For at-risk babies, a call to the transport team means expert help is quickly on the way – sometimes arriving even before the baby is born, when a mother arrives in preterm labor. Transport team members work to stabilize the baby when they arrive, work with the doctors on staff at the hospital to establish appropriate care there or continue to administer treatment while en route to the selected NICU.

“Our goal is to get to a baby where he or she is born, stabilize him or her and then, in a controlled environment, take the baby to a hospital that offers a higher level of care,” says Theresa McGreevy, coordinator and neonatal nurse practitioner for the team.

That higher level of care may be at Christiana Hospital, which has a Level III NICU and 72 available beds. The decision about where to transport each newborn is based on a combination of the baby’s condition and the family’s location. An important goal is to keep the baby as close to his or her parents as possible, considering the anxiety they experience at the prospect of being separated from their newborn.

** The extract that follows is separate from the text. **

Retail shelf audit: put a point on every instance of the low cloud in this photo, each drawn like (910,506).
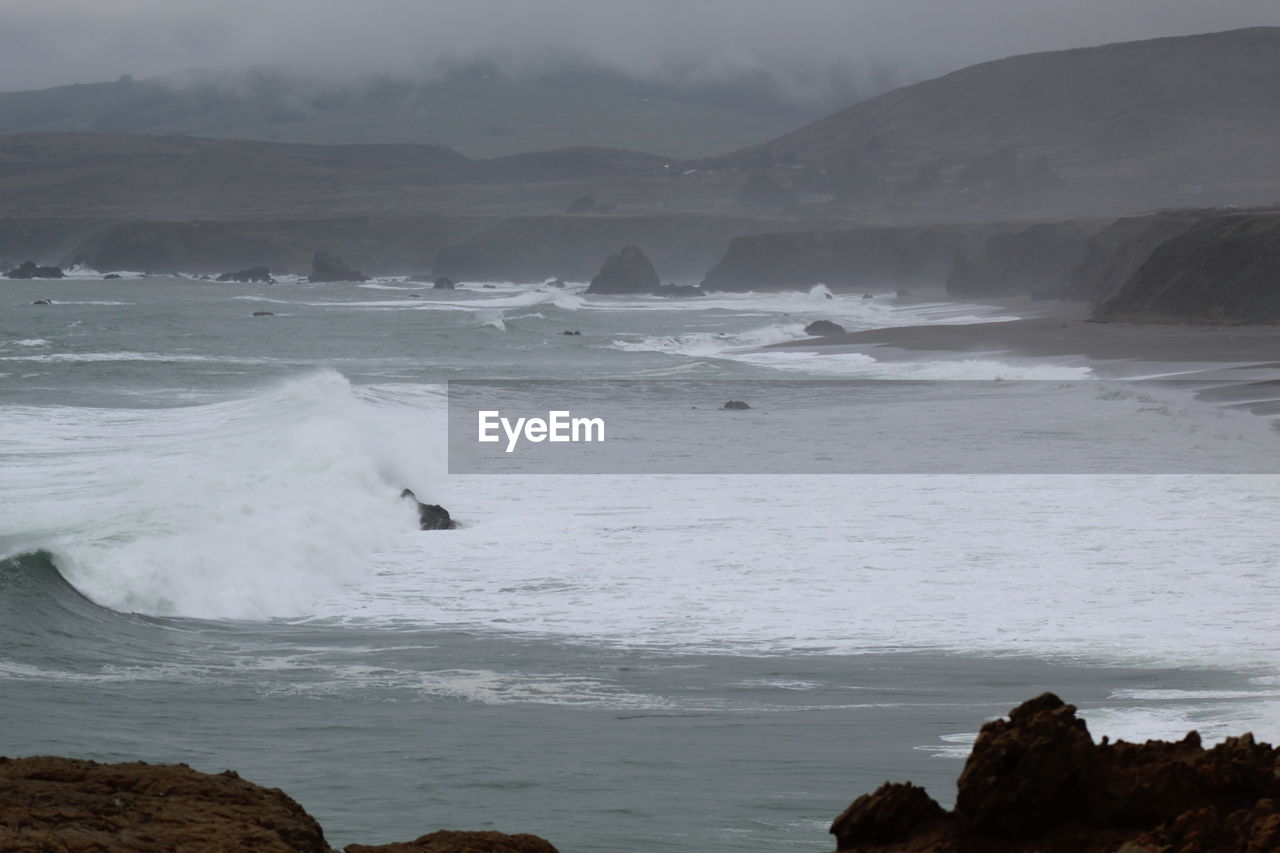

“When one of our newborns is sick, we take it very personally,” says Nancy Oyerly, director of maternal-child health at Nanticoke Memorial Hospital, one of many Delaware hospitals served by the transport team. “We’re grateful to have the support of the team from Christiana Care. Not only do they consult with us on specific cases, but they also invest in training our staff so we can begin the process of stabilizing these special newborns while we wait for the team’s arrival. They even take the time to let us know the outcomes of the babies we entrust to their care.”

“The neonatal transport team from Christiana Care has been a godsend for thousands of babies born at outside organizations who require emergency neonatal services,” says Robin Underwood, RN MSN CNS APN, Clinical Nurse Specialist Pediatrics and NICU, Bayhealth Medical Center. “The team is not only skilled, but wonderful with families whose baby must be transported to a higher level of care.  Their mix of technical expertise and compassion is unparalleled. Thank you for providing our most vulnerable patients with expert care.”

Although no parent wants to think about the worst happening with their newborn, there’s comfort in the fact that expert help from Christiana Care is one phone call away.